Define $f^k(x)$ to be the result of applying the function $f$ to the initial state $x$ a total of $k$ times.

Given an initial condition (IC) $x$, we would like to characterize the system for large $k$. Think of the ${\lim }_{k\to \infty }$.

The Logistic Growth Function

Oftentimes takes the form:

$$g_a(x)=ax(1-x)$$

A is a parameter, so letting $a=2$, given an initial condition $x$, what is its long term outcome? Let $x_0=0.01or\frac{1}{100}$. Its long term shape looks like the desmos graph below.

Desmos

We can also solve this analytically, for example after we have assumed $x_0$ we can find $x_1$ by:

$$x_1=2\left(\frac{1}{100}\right)\left(1-\frac{1}{100}\right)=\frac{2}{100}\cdot \frac{99}{100}=\frac{198}{10,000}$$

This would take quite a while though, so oftentimes we use computers to solve this.

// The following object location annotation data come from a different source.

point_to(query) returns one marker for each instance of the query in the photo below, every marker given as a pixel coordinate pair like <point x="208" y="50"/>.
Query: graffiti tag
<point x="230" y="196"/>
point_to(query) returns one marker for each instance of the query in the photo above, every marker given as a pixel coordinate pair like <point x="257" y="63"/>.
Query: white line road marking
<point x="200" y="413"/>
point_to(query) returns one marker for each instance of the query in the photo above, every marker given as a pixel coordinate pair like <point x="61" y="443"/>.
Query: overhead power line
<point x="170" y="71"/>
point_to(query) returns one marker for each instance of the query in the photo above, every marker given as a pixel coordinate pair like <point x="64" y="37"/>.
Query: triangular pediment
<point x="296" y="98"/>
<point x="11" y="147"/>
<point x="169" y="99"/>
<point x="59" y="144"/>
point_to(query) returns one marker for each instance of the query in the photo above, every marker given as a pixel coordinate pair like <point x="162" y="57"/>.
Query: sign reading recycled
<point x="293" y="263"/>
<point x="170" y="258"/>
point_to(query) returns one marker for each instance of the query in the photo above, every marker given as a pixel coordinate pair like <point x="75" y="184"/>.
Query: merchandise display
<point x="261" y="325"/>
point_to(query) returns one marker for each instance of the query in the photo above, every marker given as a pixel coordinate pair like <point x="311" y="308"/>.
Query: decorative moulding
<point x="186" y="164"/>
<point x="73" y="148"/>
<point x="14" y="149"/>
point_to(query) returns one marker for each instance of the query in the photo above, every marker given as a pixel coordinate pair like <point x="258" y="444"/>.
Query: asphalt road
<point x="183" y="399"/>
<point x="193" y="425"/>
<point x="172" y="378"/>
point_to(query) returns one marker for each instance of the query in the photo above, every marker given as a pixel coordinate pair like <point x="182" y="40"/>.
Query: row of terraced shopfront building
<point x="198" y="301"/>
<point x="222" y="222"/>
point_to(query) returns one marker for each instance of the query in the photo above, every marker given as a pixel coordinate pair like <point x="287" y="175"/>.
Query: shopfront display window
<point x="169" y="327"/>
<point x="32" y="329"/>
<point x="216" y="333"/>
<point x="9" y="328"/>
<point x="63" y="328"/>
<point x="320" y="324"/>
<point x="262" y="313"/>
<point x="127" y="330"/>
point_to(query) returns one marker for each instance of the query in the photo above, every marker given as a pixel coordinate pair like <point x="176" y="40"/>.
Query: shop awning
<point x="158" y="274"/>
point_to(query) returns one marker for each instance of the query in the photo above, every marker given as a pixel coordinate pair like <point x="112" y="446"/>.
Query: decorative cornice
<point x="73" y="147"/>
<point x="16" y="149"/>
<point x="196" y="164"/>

This is called iterating the map.

The Interesting Thing

You might notice for the graph above, the maximum extrema seems to lie on the coordinates $\left(\frac{1}{2},\frac{1}{2}\right)$. The fundamental idea behind a Logistic Map is that the maximum extrema is a fixed point, meaning that if we start at that point, we will always end up there. In other words:

$$g_2\left(\frac{1}{2}\right)=\frac{1}{2}$$

By taking discrete approximation steps, we notice this “staircase” pattern emerging, where we can see how the function iterates towards the fixed point. You will also notice that if we plot the line $y=x$, the points where the function intersects this line are the fixed points of the system.